Scaling to multiple GPUs

Presenters: Mats Sjöberg (CSC) and Lukas Prediger (CSC)

Extra materials

Q&A

  1. If I reserve one GCD and 14 CPU cores, will I only be billed for one GCD?

    • No, you will be billed for 2 GCDs since your share of requested CPU cores corresponds to 14/56 = ¼ of the node (2 CCDs out of 8). The same principle applies if you request more han ⅛ of the memory for a single GCD. More details on the LUMI Docs billing policy page.

      Basically the policy is that you get billed for everything that another user cannot use in a normal way because of the way you use the machine. So if you take a larger share of a particular resource (GCDs, CPU cores and CPU memory), that will be the basis on which you are billed as you can no longer fill up the node with other users who only ask a fair share of each resource.

  2. If I use PyTorch DistributedDataParallel on LUMI, do I still need to specify NCCL and not RCCL as backend? (The slide says torch.distributed.init_process_group(backend='nccl'))

    • Yes, PyTorch uses the Nvidia terminology independently of whether you use AMD or Nvidia GPUs. If your PyTorch has been built against ROCm instead of CUDA, setting torch.distributed.init_process_group(backend='nccl') results in RCCL being used for communication.

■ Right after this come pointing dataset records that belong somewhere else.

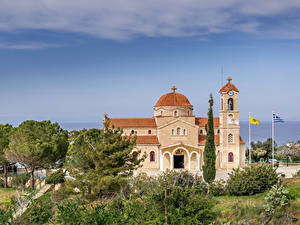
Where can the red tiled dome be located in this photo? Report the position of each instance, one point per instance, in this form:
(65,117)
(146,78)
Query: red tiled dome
(173,99)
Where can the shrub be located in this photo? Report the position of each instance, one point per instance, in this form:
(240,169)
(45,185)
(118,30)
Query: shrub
(297,174)
(253,179)
(20,180)
(218,188)
(57,177)
(276,199)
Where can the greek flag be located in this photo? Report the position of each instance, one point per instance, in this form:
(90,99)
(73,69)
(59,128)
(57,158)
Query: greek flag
(277,119)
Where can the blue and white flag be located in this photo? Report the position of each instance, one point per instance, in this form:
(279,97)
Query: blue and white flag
(277,119)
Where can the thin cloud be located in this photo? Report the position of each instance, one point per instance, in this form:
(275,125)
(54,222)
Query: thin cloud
(126,19)
(28,46)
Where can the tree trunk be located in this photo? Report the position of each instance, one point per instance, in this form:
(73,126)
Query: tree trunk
(32,178)
(5,176)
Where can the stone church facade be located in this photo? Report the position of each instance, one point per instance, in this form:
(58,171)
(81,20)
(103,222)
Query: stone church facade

    • The underlying reason is that AMD could not exactly copy CUDA because that is proprietary and protected technology. However, they could legally make a set of libraries where function calls have a different name but the same functionality. This is how HIP came to be. It mimics a large part of the CUDA functionality with functions that map one-to-one on CUDA functions to the extent that you can still compile your HIP code for NVIDIA GPUs by just adding a header file that converts those function names back to the CUDA ones. Similary, several libraries in the ROCm ecosystem just mimic NVIDIA libraries, and this is why PyTorch treats them the same.

  3. In checking that we use all GPUs, do we primarily check the power oscillating around that recommended value ( 300-500 W) or psutil? Maybe I mix things...

    • I think the first step is to check the GPU utilization, the GPU% part. It should be higher than 0, and also the GPU memory allocated should be higher than zero. Then if those things are OK, check the power as well, as that's a better indication of it doing something useful as well.